Sara Ege was ordered to serve a minimum of 17 years and collapsed as the sentence was delivered
  • @johnmatthewhall

A woman has been jailed for life for beating her son to death because he failed to learn parts of the Koran off by heart.

Sara Ege was ordered to serve a minimum of 17 years and collapsed as the sentence was delivered at Cardiff Crown Court.

Trial judge Mr Justice Wyn acknowledged that “in many respects Ege was a very good mother” but went on to highlight the crucial last three months of her son Yaseen's life.

“The violence that you perpetrated on your son was not confined to one day,” the judge told Ege as he passed sentence.

“I am satisfied that, over three months, you beat him on a number of occasions, often with a wooden pestle.

”His injuries must have caused him a good deal of pain. In my judgment Yaseen was subjected to prolonged cruelty.“

He said the evidence showed that, on the day Yaseen died, he was attacked and suffered ”serious abdominal injuries“.

”There is a further aggravating feature and that is that you attempted to burn Yaseen's body. There can be no doubt that you set fire to his body in an attempt to evade the consequences of what you had done.“

He added: ”What was your motive for acting as you did? I am satisfied that, on the day of his death, Yaseen was kept home from school so that he could dedicate himself to his (Koran) studies.

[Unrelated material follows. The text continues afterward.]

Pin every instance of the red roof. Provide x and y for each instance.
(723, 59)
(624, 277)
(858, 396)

“On that day Yaseen must have failed in some way because I am satisfied that it was that failure which was the trigger for the beating.

”That is what you told the police in the course of your confession in July 2010 and I see no reason to doubt what you then said was true.“

Ege was found guilty of the murder of her bright seven-year-old son by a jury at Cardiff Crown Court last month.

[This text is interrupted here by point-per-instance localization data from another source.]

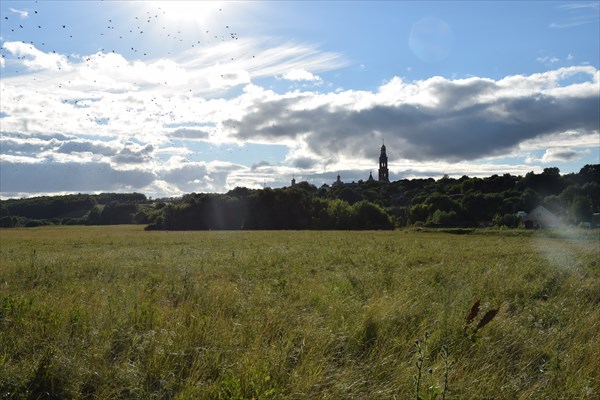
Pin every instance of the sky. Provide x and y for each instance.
(172, 97)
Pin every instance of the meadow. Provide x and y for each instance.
(118, 312)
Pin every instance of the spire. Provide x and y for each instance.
(383, 170)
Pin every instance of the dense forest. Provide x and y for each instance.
(446, 202)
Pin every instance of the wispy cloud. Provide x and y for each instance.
(577, 14)
(136, 125)
(300, 74)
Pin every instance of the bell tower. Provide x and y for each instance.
(383, 171)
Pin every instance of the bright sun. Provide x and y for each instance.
(187, 12)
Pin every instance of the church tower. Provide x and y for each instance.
(383, 171)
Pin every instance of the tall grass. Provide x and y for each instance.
(116, 312)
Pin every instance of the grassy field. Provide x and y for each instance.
(117, 312)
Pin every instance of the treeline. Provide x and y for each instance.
(76, 209)
(446, 202)
(289, 208)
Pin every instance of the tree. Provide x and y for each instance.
(582, 209)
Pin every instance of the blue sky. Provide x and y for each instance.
(167, 98)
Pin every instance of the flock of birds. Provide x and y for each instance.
(128, 39)
(140, 25)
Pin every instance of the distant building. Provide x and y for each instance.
(384, 175)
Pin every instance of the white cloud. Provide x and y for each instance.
(137, 120)
(22, 13)
(35, 59)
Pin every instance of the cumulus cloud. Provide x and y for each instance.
(435, 119)
(562, 154)
(34, 176)
(135, 121)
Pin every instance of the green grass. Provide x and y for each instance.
(117, 312)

The schoolboy had suffered multiple injuries to his body and died in July 2010 from internal injuries caused by three months of punishing beatings.

His death was initially treated as a terrible tragedy in the aftermath of the blaze but it was quickly found he was dead before it was set.

Ege accused her husband Yousef Ege, 38, who stood trial with his wife, of being a violent bully who beat her and was their son's real killer.

But he was cleared of causing or allowing his son's death at home in Pontcanna, Cardiff, south Wales, by failing to act to prevent it.

Ege was found guilty both of murder and of a charge of perverting the course of justice.

Sentencing Ege today the judge took a series of mitigating factors into consideration.

He accepted that Ege suffered from a recurring psychiatric illness which, while not amounting to a defence of diminished responsibility, ”lowered the degree of culpability“.

He also acknowledged that domestic violence, of which Ege had complained during the trial, was at least a factor in her mental state.

”I accept that, to an extent, you were a victim of domestic violence and had a difficult relationship with your husband and your mother-in-law,“ the judge said.

He also accepted she had suffered a series of miscarriages or ectopic pregnancies before giving birth to Yaseen which had been a cause of depression.

Once she had successfully conceived a child she suffered post natal depression. Later she had breast cancer, an illness she went on to beat.

He said that he accepted that throughout most of Yaseen's life the evidence showed she had been a good mother.

”I also accept what Mr Murphy says: In many respects you were a devoted and loving mother. You did many fine things to bring Yaseen up a good boy.

“I give you credit for the good things that you did in Yaseen's life,” the judge said.

Sentencing had been adjourned from last year to allow the completion of a series of psychiatric reports into Ege's mental state.

The consensus of the reports was that Ege was suffering from depression during the vital final three months of her son's life.

Ege was arrested within weeks of her son's death and has spent the last two-and-half years in a series of secure units.

The judge said that he regarded that period as “semi-incarceration” and would count it towards her 17 year minimum term sentence.